中国のAIスタートアップ「DeepSeek」の創業者である梁文鋒(りょう・ぶんほう、31歳)氏が、世界のAI大規模言語モデル(LLM)の実業家として初めて「首富(長者番付NO・1)」に輝いた。ブルームバーグのビリオネア指数によると、梁氏の資産額は360億ドル(約5兆円超)に達し、Anthropic創始者の1人であるダリオ・アモデイ氏や、OpenAI創始者の1人であるグレッグ・ブロックマン氏を上回った。ただこのデータは、lLLM事業を主力とし大部分の収入がこれに由来する純粋なAI企業に限定されたものであり、アリババやテンセントのような多角経営の大手、またデータセンターや半導体供給会社は除外されている。

 梁氏の資産が急増した直接的なきっかけは、2026年6月に実施したDeepSeekの大型資金調達だ。

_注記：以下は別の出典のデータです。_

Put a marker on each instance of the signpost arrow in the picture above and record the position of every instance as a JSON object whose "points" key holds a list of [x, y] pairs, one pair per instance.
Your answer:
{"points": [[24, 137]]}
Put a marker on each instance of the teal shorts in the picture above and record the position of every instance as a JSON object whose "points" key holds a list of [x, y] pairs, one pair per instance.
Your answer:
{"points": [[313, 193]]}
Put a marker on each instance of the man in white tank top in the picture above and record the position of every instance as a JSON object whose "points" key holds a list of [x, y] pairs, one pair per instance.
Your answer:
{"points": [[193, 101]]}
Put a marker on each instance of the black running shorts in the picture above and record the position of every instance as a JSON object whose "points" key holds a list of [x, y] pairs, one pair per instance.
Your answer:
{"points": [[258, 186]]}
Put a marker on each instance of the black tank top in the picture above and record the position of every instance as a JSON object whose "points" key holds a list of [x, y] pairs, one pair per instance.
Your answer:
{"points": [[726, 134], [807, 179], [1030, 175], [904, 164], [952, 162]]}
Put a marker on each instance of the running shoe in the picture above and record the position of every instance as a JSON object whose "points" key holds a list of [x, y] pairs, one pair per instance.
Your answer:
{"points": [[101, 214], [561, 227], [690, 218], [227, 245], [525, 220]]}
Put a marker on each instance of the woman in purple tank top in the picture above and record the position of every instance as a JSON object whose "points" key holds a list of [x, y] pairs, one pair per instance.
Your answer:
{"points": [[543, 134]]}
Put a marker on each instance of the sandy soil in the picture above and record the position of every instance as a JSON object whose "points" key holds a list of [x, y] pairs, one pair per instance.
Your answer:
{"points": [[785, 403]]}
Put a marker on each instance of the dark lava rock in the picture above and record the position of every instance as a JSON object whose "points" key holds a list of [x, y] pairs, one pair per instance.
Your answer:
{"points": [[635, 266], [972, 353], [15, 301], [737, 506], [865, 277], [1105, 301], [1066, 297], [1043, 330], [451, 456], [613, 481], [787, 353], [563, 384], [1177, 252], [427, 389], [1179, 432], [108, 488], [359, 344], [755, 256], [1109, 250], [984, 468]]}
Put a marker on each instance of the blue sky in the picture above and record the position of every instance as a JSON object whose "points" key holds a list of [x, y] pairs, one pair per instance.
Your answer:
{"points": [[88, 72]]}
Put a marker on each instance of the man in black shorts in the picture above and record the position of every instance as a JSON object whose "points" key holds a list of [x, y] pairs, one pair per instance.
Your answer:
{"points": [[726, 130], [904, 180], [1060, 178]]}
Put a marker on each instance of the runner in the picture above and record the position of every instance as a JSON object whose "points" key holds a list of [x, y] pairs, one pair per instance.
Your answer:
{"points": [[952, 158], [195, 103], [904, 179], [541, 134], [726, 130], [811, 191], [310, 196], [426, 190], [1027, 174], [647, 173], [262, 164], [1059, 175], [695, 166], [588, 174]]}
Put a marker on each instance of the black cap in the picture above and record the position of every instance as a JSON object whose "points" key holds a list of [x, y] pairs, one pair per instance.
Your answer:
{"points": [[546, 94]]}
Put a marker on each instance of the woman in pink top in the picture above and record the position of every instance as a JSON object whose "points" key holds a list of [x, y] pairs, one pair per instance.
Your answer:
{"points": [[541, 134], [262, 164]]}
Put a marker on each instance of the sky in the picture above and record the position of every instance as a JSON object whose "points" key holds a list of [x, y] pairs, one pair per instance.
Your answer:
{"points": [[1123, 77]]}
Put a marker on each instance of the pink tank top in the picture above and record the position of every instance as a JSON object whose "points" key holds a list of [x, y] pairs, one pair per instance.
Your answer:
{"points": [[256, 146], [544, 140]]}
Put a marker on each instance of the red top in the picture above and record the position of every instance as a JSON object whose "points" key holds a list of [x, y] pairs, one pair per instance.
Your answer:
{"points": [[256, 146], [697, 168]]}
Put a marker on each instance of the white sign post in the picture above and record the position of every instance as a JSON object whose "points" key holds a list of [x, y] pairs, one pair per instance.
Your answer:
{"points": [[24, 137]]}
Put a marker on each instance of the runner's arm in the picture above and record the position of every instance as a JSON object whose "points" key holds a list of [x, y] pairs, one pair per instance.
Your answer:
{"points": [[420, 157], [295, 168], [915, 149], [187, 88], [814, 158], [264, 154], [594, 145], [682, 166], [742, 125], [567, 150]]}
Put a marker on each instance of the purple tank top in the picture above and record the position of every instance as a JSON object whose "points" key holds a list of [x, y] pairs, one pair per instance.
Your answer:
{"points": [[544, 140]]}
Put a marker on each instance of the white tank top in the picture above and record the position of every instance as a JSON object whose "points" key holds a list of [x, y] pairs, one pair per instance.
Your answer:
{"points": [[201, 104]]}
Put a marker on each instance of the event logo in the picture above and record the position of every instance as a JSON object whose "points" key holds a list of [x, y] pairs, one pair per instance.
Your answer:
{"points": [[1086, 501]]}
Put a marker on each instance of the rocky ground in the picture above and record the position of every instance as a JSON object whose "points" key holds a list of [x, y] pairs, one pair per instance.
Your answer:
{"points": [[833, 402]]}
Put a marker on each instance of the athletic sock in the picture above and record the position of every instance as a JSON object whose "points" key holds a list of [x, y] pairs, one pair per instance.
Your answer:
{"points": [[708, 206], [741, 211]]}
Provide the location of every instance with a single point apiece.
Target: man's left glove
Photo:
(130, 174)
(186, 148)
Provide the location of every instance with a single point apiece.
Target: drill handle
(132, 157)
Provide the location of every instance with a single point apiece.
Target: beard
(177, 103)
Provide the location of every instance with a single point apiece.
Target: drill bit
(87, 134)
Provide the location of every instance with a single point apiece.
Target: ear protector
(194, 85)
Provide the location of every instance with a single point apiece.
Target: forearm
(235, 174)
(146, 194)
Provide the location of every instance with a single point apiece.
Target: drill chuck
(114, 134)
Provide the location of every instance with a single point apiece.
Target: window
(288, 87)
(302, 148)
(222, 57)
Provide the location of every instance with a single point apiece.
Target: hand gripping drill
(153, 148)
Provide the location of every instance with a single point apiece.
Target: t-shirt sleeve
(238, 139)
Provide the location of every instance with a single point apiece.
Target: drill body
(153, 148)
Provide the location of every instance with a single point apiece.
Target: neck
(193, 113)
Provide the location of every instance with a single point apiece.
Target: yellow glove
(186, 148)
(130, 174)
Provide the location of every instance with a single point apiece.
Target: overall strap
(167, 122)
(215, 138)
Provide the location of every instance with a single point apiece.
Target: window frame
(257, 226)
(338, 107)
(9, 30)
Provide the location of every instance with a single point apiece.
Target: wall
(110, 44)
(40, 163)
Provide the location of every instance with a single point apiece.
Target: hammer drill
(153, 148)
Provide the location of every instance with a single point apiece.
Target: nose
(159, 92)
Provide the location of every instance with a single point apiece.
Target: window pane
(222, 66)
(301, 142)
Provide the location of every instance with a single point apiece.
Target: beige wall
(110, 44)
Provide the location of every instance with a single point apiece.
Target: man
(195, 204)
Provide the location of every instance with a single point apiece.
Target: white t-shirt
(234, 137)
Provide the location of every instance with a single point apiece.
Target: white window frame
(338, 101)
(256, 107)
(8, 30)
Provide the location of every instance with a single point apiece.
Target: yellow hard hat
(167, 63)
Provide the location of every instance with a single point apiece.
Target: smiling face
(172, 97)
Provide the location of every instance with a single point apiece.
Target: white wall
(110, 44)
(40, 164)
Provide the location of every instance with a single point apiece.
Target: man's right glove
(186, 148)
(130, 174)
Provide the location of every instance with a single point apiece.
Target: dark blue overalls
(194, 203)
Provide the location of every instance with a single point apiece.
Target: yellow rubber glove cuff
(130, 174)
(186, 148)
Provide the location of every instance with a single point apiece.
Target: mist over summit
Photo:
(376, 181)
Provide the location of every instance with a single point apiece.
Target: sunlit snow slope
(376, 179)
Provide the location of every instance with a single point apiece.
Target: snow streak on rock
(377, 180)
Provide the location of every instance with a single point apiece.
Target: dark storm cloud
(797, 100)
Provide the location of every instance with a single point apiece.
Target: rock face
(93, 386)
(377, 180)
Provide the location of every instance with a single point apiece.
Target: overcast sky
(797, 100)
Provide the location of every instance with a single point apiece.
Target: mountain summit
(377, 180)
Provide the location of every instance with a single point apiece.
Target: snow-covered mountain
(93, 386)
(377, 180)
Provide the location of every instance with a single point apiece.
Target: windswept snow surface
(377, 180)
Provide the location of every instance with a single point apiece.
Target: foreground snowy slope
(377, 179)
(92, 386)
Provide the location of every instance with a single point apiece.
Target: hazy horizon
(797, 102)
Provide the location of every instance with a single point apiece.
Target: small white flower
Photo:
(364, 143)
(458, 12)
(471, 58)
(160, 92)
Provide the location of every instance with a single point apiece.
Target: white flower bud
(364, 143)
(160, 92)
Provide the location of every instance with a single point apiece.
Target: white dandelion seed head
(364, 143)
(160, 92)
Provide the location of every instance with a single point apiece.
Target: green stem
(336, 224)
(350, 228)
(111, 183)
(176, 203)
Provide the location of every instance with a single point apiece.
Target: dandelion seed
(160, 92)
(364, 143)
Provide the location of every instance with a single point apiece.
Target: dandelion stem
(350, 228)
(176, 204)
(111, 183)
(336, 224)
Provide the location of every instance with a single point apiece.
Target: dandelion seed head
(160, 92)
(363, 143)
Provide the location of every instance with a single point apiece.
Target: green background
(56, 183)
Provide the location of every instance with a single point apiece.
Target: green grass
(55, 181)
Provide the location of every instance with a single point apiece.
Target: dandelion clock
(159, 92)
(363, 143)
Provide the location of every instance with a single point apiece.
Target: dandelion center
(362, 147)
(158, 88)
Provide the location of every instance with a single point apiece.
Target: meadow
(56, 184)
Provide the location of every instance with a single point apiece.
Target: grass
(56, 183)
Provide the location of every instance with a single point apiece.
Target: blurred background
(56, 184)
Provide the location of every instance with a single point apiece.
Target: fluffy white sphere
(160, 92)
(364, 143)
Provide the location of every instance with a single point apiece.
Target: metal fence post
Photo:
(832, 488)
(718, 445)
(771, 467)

約500億元(約1兆円)が集まり、企業評価額は3300億元を超えたとされる。梁氏自身も200億元(約4795億円)を出資し、ブルームバーグによると持株率は希薄化した後も約78%を維持しているという。資産の大部分がこの所有株であることから、評価額の上昇がそのまま自己資産額の急騰につながった。

 しかしこの成功は、一夜にして訪れたものではない。梁氏の創業人生は2008年ごろから十年余りにわたる長い道のりだ。量化金融(クオンツ)の舞台でAIを武器に急成長し、そこから汎用人工知能(AGI)開発へと大胆に転身した異色の軌跡が、今日の「世界LLM創業者首富」を生み出した。